Human Genetics Center, UTHealth School of Public Health, Houston, TX, USA.
Department of Bioinformatics and Computational Biology, The University of Texas MD Anderson Cancer Center, Houston, TX, USA.
BMC Med Genomics. 2019 Jan 31;12(Suppl 1):22. doi: 10.1186/s12920-018-0452-9.
Identifying cancer driver genes (CDG) is a crucial step in cancer genomic toward the advancement of precision medicine. However, driver gene discovery is a very challenging task because we are not only dealing with huge amount of data; but we are also faced with the complexity of the disease including the heterogeneity of background somatic mutation rate in each cancer patient. It is generally accepted that CDG harbor variants conferring growth advantage in the malignant cell and they are positively selected, which are critical to cancer development; whereas, non-driver genes harbor random mutations with no functional consequence on cancer. Based on this fact, function prediction based approaches for identifying CDG have been proposed to interrogate the distribution of functional predictions among mutations in cancer genomes (eLS 1-16, 2016). Assuming most of the observed mutations are passenger mutations and given the quantitative predictions for the functional impact of the mutations, genes enriched of functional or deleterious mutations are more likely to be drivers. The promises of these methods have been continually refined and can therefore be applied to increase accuracy in detecting new candidate CDGs. However, current function prediction based approaches only focus on coding mutations and lack a systematic way to pick the best mutation deleteriousness prediction algorithms for usage.

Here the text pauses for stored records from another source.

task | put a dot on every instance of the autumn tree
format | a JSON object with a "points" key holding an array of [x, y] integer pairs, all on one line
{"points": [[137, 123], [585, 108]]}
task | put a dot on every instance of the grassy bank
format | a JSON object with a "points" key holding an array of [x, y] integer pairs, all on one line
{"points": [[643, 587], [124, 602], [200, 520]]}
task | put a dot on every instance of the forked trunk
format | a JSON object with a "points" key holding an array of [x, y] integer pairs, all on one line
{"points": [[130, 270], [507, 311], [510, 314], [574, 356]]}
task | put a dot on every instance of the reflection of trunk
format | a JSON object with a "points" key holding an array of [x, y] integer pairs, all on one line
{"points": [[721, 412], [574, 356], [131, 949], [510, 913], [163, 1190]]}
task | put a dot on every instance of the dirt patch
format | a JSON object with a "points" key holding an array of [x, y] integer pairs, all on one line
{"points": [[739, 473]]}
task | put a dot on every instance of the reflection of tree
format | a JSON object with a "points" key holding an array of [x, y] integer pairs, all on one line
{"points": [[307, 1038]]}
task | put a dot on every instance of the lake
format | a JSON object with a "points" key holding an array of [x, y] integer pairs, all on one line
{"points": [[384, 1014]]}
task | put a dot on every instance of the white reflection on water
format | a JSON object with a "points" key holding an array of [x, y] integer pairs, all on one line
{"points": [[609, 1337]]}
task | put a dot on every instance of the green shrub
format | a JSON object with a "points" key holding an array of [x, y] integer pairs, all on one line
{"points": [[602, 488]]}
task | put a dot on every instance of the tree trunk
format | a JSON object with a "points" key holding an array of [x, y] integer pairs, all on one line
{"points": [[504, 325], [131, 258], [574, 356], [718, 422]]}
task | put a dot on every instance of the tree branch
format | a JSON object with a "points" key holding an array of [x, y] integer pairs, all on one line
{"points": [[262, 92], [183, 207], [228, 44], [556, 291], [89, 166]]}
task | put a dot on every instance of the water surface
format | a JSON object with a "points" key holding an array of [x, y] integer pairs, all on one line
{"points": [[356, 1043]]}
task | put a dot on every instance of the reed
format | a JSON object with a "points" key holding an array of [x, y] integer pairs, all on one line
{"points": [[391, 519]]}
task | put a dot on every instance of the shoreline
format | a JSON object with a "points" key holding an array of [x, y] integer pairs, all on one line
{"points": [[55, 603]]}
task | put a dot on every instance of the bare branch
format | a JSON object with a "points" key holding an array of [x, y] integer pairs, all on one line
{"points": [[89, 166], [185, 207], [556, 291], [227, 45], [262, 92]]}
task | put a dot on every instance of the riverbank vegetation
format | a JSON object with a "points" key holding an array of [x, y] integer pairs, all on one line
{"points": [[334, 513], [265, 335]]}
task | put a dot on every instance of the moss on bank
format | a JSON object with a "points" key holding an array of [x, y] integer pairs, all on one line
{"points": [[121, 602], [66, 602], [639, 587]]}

In this study, we propose a new function prediction based approach to discover CDGs through a gene-based permutation approach. Our method not only covers both coding and non-coding regions of the genes; but it also accounts for the heterogeneous mutational context in cohort of cancer patients. The permutation model was implemented independently using seven popular deleteriousness prediction scores covering splicing regions (SPIDEX), coding regions (MetaLR, and VEST3) and pan-genome (CADD, DANN, Fathmm-MKL coding and Fathmm-MKL noncoding). We applied this new approach to somatic single nucleotide variants (SNVs) from whole-genome sequences of 119 breast and 24 lung cancer patients and compared the seven deleteriousness prediction scores for their performance in this study.

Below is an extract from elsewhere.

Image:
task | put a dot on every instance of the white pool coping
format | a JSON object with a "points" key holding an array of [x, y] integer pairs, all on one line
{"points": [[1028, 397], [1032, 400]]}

The new function prediction based approach not only predicted known cancer genes listed in the Cancer Gene Census (CGC), but also new candidate CDGs that are worth further investigation. The results showed the advantage of utilizing pan-genome deleteriousness prediction scores in function prediction based methods. Although VEST3 score, a deleteriousness prediction score for missense mutations, has the best performance in breast cancer, it was topped by CADD and Fathmm-MKL coding, two pan-genome deleteriousness prediction scores, in lung cancer.
鉴定癌症驱动基因(CDG)是癌症基因组学迈向精准医学的关键步骤。然而,驱动基因的发现是一项极具挑战性的任务,因为我们不仅要处理大量的数据,还要面对疾病的复杂性,包括每个癌症患者背景体细胞突变率的异质性。人们普遍认为,CDG 中含有赋予恶性细胞生长优势的变异,这些变异是正选择的,对癌症的发展至关重要;而非驱动基因则含有没有功能后果的随机突变。基于这一事实,人们提出了基于功能预测的方法来研究癌症基因组中突变的功能预测分布(eLS 1-16,2016)。假设大多数观察到的突变都是乘客突变,并且考虑到突变的功能影响的定量预测,富含功能或有害突变的基因更有可能是驱动基因。这些方法的前景一直在不断完善,因此可以应用于提高检测新候选 CDG 的准确性。然而,目前基于功能预测的方法仅关注编码突变,缺乏系统的方法来选择最佳的突变有害性预测算法。
在这项研究中,我们提出了一种新的基于功能预测的方法,通过基于基因的排列方法来发现 CDG。我们的方法不仅涵盖了基因的编码和非编码区域,还考虑了癌症患者队列中异质性的突变背景。排列模型使用七种流行的有害性预测评分独立实现,涵盖剪接区域(SPIDEX)、编码区域(MetaLR 和 VEST3)和泛基因组(CADD、DANN、Fathmm-MKL 编码和 Fathmm-MKL 非编码)。我们将这种新方法应用于 119 例乳腺癌和 24 例肺癌患者全基因组序列中的体细胞单核苷酸变异(SNV),并比较了这七种有害性预测评分在本研究中的性能。
新的基于功能预测的方法不仅预测了癌症基因名录(CGC)中列出的已知癌症基因,还预测了值得进一步研究的新候选 CDG。结果表明,在基于功能预测的方法中利用泛基因组有害性预测评分具有优势。虽然错义突变有害性预测评分 VEST3 在乳腺癌中的表现最好,但在肺癌中,它被泛基因组有害性预测评分 CADD 和 Fathmm-MKL 编码所超越。